Praga de moscas no inverno gera prejuízos a pecuaristas de São Paulo

A estação de inverno, período tradicionalmente marcado pela colheita da cana-de-açúcar, tem sido impactada pela presença constante de moscas-de-estábulo. Os insetos são atraídos pela umidade e pela concentração de vinhaça, fixando-se nos animais e prejudicando a rotina dos bovinos.

Em vez de dedicarem o tempo necessário à alimentação e ao descanso, as vacas permanecem em pé, apresentando desconforto e espasmos.

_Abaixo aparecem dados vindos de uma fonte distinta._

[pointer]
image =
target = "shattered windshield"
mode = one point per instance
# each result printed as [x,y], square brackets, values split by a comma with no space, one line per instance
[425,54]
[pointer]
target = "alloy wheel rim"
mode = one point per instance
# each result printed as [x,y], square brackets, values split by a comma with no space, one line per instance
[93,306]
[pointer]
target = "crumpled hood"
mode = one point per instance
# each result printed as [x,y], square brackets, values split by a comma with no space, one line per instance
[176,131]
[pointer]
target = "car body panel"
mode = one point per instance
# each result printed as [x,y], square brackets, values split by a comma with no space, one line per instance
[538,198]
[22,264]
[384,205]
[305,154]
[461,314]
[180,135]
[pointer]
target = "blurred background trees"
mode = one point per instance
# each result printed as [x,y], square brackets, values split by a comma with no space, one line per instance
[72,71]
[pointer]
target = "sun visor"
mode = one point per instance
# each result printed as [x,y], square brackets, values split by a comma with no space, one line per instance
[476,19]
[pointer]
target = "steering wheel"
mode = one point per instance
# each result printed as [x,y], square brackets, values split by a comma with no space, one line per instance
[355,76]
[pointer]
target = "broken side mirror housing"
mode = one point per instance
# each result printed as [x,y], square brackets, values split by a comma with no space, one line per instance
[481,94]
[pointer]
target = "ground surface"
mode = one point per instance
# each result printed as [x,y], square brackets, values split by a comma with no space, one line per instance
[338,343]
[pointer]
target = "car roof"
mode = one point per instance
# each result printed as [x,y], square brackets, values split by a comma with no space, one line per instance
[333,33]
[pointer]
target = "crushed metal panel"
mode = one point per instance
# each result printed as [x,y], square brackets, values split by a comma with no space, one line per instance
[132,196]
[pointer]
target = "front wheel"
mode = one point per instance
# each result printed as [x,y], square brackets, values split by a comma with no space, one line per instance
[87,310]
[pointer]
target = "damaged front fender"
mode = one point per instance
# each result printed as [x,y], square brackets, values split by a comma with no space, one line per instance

A energia dos animais é priorizada para a autoproteção contra as moscas, o que resulta em um estado de debilidade e fraqueza.

Esse cenário impacta diretamente os indicadores de produtividade do setor, afetando o ganho de peso dos animais, a produção de leite e a qualidade de vida do rebanho, podendo, em casos graves, levar à morte dos bovinos.

Em Avanhandava, localizada no centro-oeste de São Paulo, o pecuarista Alexander von Büldring registrou a perda de oito cabeças de gado e uma queda de 60% na produção de leite. O produtor relatou o diagnóstico de complexo de tristeza parasitária após os animais apresentarem fadiga, desconforto e a presença de sangue nas fezes e na urina.

Atualmente, dos 36 animais da propriedade, 16 estão em fase de ordenha, com uma produtividade individual de seis litros de leite.

A proximidade com uma usina de açúcar e etanol favorece a proliferação das moscas devido ao volume de matéria orgânica e vinhaça. Em nota, a usina Diana Bioenergia informou a adoção de medidas para combater a praga, incluindo o monitoramento da população de insetos, a prevenção de vazamentos e a contratação de consultoria especializada em manejo de pragas.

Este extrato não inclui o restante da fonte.